Given $\displaystyle { a }^{ 2 }+3a+1=0$ & $\displaystyle { b }^{ 2 }+3b+1=0$ . Clearly a and b are roots of the equation $\displaystyle { x }^{ 2 }+3x+1=0$ .

$\therefore a+b=-3\quad \& \quad ab=1$ We need to find $\cfrac { a }{ b } +\cfrac { b }{ a } =\cfrac { { a }^{ 2 }+{ b }^{ 2 } }{ ab } =\cfrac { { \left( a+b \right) }^{ 2 }-2ab }{ ab }$

Substituting the values we get $\cfrac { { \left( a+b \right) }^{ 2 }-2ab }{ ab } =\cfrac { { \left( -3 \right) }^{ 2 }-2 }{ 1 } =\cfrac { 7 }{ 1 }$ Hence the answer.

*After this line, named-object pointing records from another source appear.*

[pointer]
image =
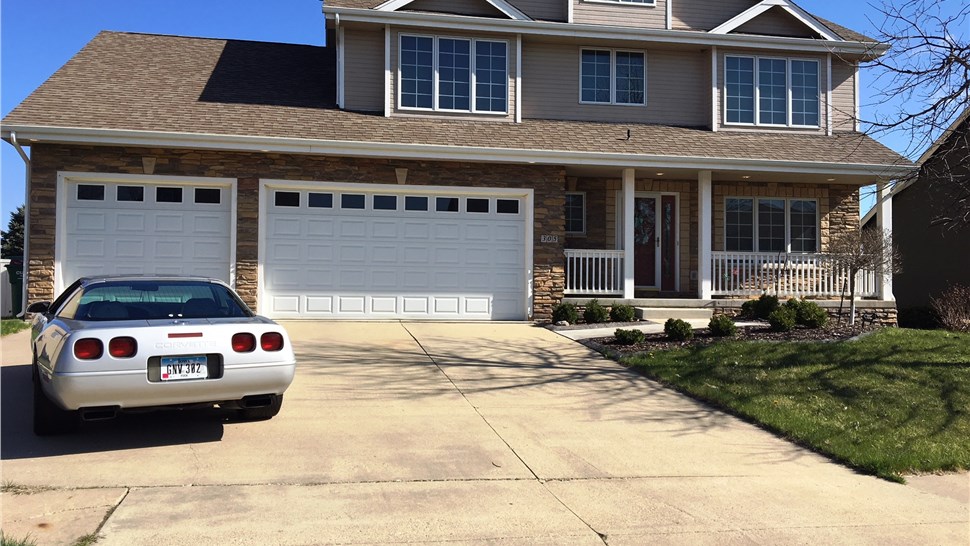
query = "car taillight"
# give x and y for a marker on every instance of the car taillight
(243, 343)
(88, 349)
(122, 347)
(271, 341)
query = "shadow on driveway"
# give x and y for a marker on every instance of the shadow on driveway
(17, 439)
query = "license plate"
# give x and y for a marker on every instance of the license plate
(180, 368)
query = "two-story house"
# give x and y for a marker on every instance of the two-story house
(461, 159)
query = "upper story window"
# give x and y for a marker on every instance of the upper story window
(453, 74)
(771, 91)
(770, 225)
(610, 76)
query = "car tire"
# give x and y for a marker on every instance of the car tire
(263, 413)
(49, 418)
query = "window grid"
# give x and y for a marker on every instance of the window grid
(491, 76)
(575, 213)
(777, 225)
(612, 77)
(440, 73)
(805, 93)
(756, 97)
(454, 74)
(417, 72)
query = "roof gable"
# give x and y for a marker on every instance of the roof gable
(487, 8)
(747, 17)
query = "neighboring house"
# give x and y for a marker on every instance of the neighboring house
(461, 159)
(935, 254)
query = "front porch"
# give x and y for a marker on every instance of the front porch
(699, 240)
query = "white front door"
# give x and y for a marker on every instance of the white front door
(140, 227)
(401, 252)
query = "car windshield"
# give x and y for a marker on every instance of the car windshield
(134, 300)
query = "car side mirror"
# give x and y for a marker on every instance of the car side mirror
(39, 307)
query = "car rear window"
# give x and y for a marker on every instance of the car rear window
(145, 300)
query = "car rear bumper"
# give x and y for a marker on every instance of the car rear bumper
(126, 390)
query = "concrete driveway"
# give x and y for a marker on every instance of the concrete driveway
(425, 433)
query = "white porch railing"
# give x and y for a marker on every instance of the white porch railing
(594, 272)
(785, 275)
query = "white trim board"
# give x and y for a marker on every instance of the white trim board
(508, 9)
(798, 13)
(73, 135)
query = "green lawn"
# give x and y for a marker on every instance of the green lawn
(892, 402)
(12, 326)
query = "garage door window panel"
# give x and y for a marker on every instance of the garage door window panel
(208, 196)
(353, 201)
(415, 203)
(320, 200)
(90, 192)
(168, 195)
(130, 194)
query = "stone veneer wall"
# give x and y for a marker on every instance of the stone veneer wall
(548, 183)
(838, 205)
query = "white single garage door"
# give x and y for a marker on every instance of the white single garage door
(138, 228)
(363, 251)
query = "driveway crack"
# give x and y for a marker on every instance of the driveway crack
(495, 431)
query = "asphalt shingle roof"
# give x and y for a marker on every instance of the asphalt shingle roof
(238, 88)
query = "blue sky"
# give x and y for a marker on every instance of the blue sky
(38, 36)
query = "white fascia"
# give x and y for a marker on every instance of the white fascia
(508, 9)
(433, 152)
(606, 32)
(754, 11)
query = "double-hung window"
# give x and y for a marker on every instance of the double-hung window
(610, 76)
(453, 74)
(771, 91)
(770, 225)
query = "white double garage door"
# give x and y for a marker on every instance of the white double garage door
(354, 251)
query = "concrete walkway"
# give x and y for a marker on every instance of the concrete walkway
(461, 433)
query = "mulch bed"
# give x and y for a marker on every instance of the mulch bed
(761, 332)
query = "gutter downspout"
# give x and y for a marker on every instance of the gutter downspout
(23, 155)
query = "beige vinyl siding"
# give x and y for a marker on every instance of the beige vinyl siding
(823, 85)
(395, 47)
(477, 8)
(677, 88)
(623, 15)
(543, 10)
(364, 70)
(705, 14)
(777, 22)
(843, 95)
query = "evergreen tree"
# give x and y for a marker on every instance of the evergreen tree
(13, 237)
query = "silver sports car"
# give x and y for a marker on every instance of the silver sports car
(114, 344)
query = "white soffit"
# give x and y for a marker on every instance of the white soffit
(754, 11)
(508, 9)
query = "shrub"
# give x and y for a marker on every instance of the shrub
(760, 308)
(565, 312)
(782, 319)
(678, 330)
(622, 313)
(629, 337)
(722, 325)
(594, 312)
(953, 308)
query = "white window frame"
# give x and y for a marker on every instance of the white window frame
(631, 3)
(435, 81)
(583, 195)
(613, 52)
(754, 219)
(757, 91)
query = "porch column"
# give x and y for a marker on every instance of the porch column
(884, 222)
(629, 191)
(705, 216)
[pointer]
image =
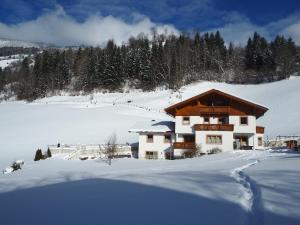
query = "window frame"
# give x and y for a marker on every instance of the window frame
(247, 120)
(166, 140)
(214, 135)
(186, 122)
(259, 141)
(149, 140)
(206, 122)
(220, 118)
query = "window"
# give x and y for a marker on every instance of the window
(167, 138)
(221, 120)
(259, 141)
(186, 120)
(151, 155)
(189, 138)
(243, 120)
(150, 138)
(206, 119)
(214, 139)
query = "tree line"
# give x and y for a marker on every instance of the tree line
(163, 61)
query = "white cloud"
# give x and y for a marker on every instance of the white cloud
(59, 28)
(239, 28)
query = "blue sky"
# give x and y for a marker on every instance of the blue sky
(119, 19)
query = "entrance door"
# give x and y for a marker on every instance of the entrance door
(151, 155)
(241, 141)
(190, 138)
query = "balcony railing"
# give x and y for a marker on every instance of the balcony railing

Since the equations given are the same one but with different variables we can deduce that $a$ and $b$ are the two roots of the equation $x^{2}+3x+1=0$ , which are $x_{+}=\frac{-3+\sqrt{5}}{2}$ $x_{-}=\frac{-3-\sqrt{5}}{2}$

Now we take $x_{+}=a$ and $x_{-}=b$ and begin to operate this way:

$\frac{a}{b}+\frac{b}{a}=$ $=\frac{\frac{-3+\sqrt{5}}{2}}{\frac{-3-\sqrt{5}}{2}}+\frac{\frac{-3-\sqrt{5}}{2}}{\frac{-3+\sqrt{5}}{2}}=$ $=\frac{-3+\sqrt{5}}{-3-\sqrt{5}}+\frac{-3-\sqrt{5}}{-3+\sqrt{5}}=$ $=\frac{(-3+\sqrt{5})(-3+\sqrt{5})+(-3-\sqrt{5})(-3-\sqrt{5})}{(-3-\sqrt{5})(-3+\sqrt{5})}=$ $=\frac{9+5-6\sqrt{5}+9+5+6\sqrt{5}}{9-5}=\frac{28}{4}=\boxed{7}$

x^2+3x+1=0 a+b=-3 ab=1 (a/b)+(b/a)=(a^2+b^2)/ab={(a+b)^2-2ab}/ab=9-2=7

a^2+3a+1=b^2+3b+1 a^2-b^2=-3(a-b) a+b=-3 ((a+b)^2-2ab)÷ab ((-3)^2-2(1))÷1 =7 Take note ab=1 since it is common on both the side with the a's and also at the b's.